CHISINAU (Reuters) – Russia has no right to lecture on democracy, the Moldovan Foreign Ministry said in a statement on Saturday, as tensions between the two countries have risen after Moldova's breakaway Transdniestria region asked Moscow for help.
Russian Foreign Minister Sergei Lavrov said earlier in the week that the Moldovan government "is following in the footsteps of Kyiv" after Transdniestria turned to Moscow to help its economy withstand "pressure" from the Moldovan government, which the Chisinau administration dismissed as a propaganda event.
"Minister Lavrov and the Kremlin regime have no moral right to lecture on democracy and freedom," Moldova's Foreign Ministry said in a statement issued on Saturday.
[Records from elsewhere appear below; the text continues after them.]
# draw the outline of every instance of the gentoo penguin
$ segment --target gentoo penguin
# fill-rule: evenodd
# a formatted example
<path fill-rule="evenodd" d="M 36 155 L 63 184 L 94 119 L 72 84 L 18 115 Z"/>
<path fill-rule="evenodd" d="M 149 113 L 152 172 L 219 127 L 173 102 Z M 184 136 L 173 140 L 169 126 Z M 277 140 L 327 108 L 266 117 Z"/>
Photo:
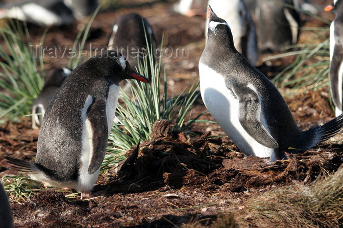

"A country that imprisons opposition politicians and kills them, unreasonably attacks its neighbours, has nothing to offer the world but blood and pain."
On Saturday, Russians queued to lay flowers on the grave of Alexei Navalny, President Vladimir Putin's fiercest critic inside Russia, who died at the age of 47 in an Arctic penal colony on Feb. 16. Supporters said he had been murdered.
Navalny's death came nearly two years after Moscow launched its full-scale invasion of Ukraine, a war that has no end in sight and in which civilians continue to die.
Russia's invasion of Ukraine sparked fears that Moscow might seek to sweep westward through southern Ukraine all the way to the Transdniestria separatist region, which says it has 220,000 Russian citizens.
Relations between Moldova and Russia have also frayed as the Chisinau government has steered a pro-European course and accused Moscow of trying to destabilise it.
"We are building a European future so that all our citizens, regardless of language and ethnicity, live in peace and prosperity," the Moldovan Foreign Ministry said in its Saturday's statement.